The 1940 census will soon be released to the public, and archivists say it will be more user-friendly than previous records.
Since 1790, the U.S. government has periodically recorded the national population. But due to a 72-year statutory restriction on census records, information collected from 1940 won’t be available for public view until early next month.
For past census releases, the U.S. National Archives and Records Administration (NARA) has provided data on microfilm—a decades-old preservation method that saves on space, but invariably restricts user access. For the 1940 census, archivists worked for over three years so that entire record could be seen online.
“We have taken that microfilm and digitized it. So for the first time the census will be available digitally,” explained archivist Connie Potter in a video for the upcoming NARA release.
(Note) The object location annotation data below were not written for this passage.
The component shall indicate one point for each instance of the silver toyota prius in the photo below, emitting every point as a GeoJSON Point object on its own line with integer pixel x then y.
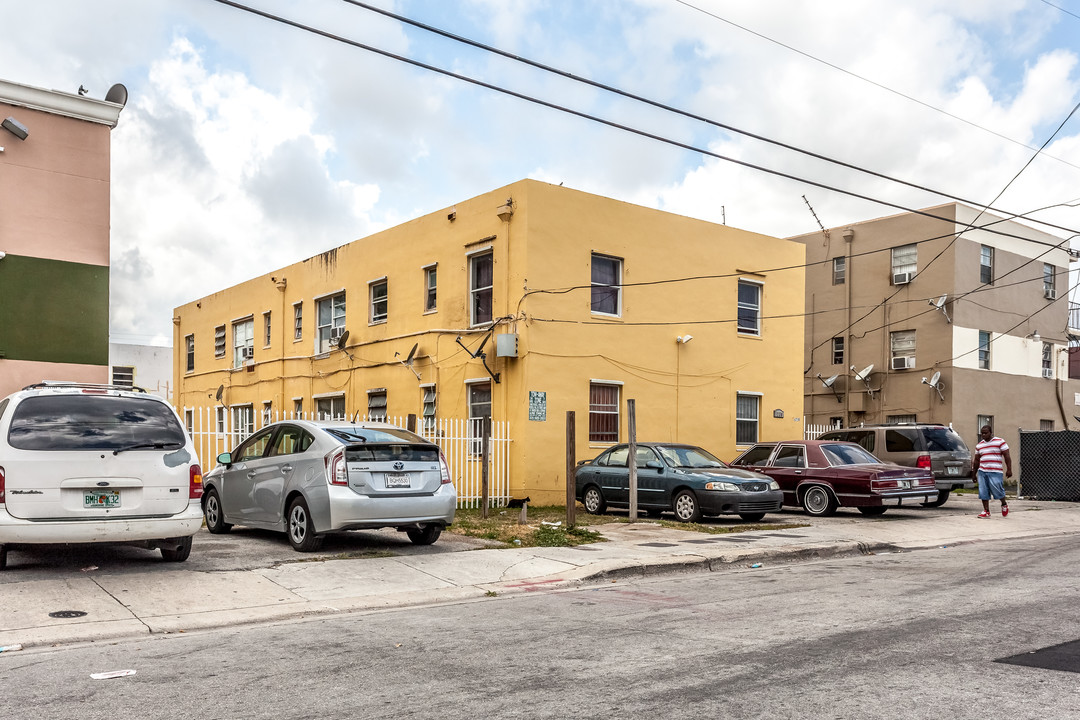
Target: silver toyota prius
{"type": "Point", "coordinates": [308, 478]}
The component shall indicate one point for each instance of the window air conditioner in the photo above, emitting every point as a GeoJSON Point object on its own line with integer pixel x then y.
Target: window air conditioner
{"type": "Point", "coordinates": [903, 363]}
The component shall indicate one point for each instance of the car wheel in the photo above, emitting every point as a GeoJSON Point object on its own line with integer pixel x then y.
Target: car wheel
{"type": "Point", "coordinates": [212, 511]}
{"type": "Point", "coordinates": [819, 501]}
{"type": "Point", "coordinates": [424, 535]}
{"type": "Point", "coordinates": [593, 500]}
{"type": "Point", "coordinates": [686, 507]}
{"type": "Point", "coordinates": [180, 553]}
{"type": "Point", "coordinates": [942, 497]}
{"type": "Point", "coordinates": [301, 529]}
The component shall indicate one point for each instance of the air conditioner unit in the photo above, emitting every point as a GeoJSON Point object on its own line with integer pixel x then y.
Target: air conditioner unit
{"type": "Point", "coordinates": [903, 363]}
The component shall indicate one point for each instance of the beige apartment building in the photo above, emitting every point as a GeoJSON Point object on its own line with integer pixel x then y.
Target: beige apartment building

The digitization process involved scanning each microfilm roll as one image, and then going back through the scan to split the segments into individual images. Images include census schedules, maps, and descriptions of enumeration districts.
It took a team of archivists three months to review each of the 3.9 million images, but according to NARA, the work will allow more people to examine the record than ever before. Archivists say the digital format will let users search the 1940 census from the Internet using public computers in their research rooms, or even from their own computer at home for free.
NARA expects that many people will be interested in viewing the vast record—one which provides a data-filled look into a particularly rough period in U.S. history.
“This is the 1940 census, but it describes the country during the Depression,” said Potter. “It reflects the economic dislocation; how many people were immigrants; how many people had what level of education.”
On its website, NARA promotes the upcoming release with videos describing technical details of the project, as well as old newsreel footage stressing the duty of each citizen to participate in the “permanent inventory of our nation.”
“The United States of America, youngest by far of the world’s great nations, stands today the envy of the civilized world,” says the World War II-era newsreel announcer. “Its more than 130 million people, its 33 million homes, its 7 million farms, [and] its vast panorama of other resources.”
The 1940 census asked the same questions as previous studies—population, age, education, and employment—but officials also decided to add questions on more personal matters, such as fertility, social security, and participation in various government programs.
However, it was the inquiries into income that drew the most controversy. One New Hampshire senator even mounted a campaign against the question, but was unsuccessful. To quell concerns, the census did allow individuals to send in a confidential card listing their income—an option according to NARA that was used by only 2 percent of the population.
While accessing the 1940 census will be easier than earlier records, finding specific data on friends and relatives still requires a little digging. The Census Bureau didn’t establish a name index for the records, and NARA says they don’t have the staff or budget to create one now.
However, users will still be able to find people through the 1940 census if they know the enumeration district the individual lived in.
NARA offers an enumeration district database that users can search online, and street maps that show district boundaries. While eager users will be able to locate the areas they’re interested in now, further details of the 1940 census won’t be available until April 2.
“We’ll go live at 9 a.m. eastern time,” says Potter. “Happy searching.”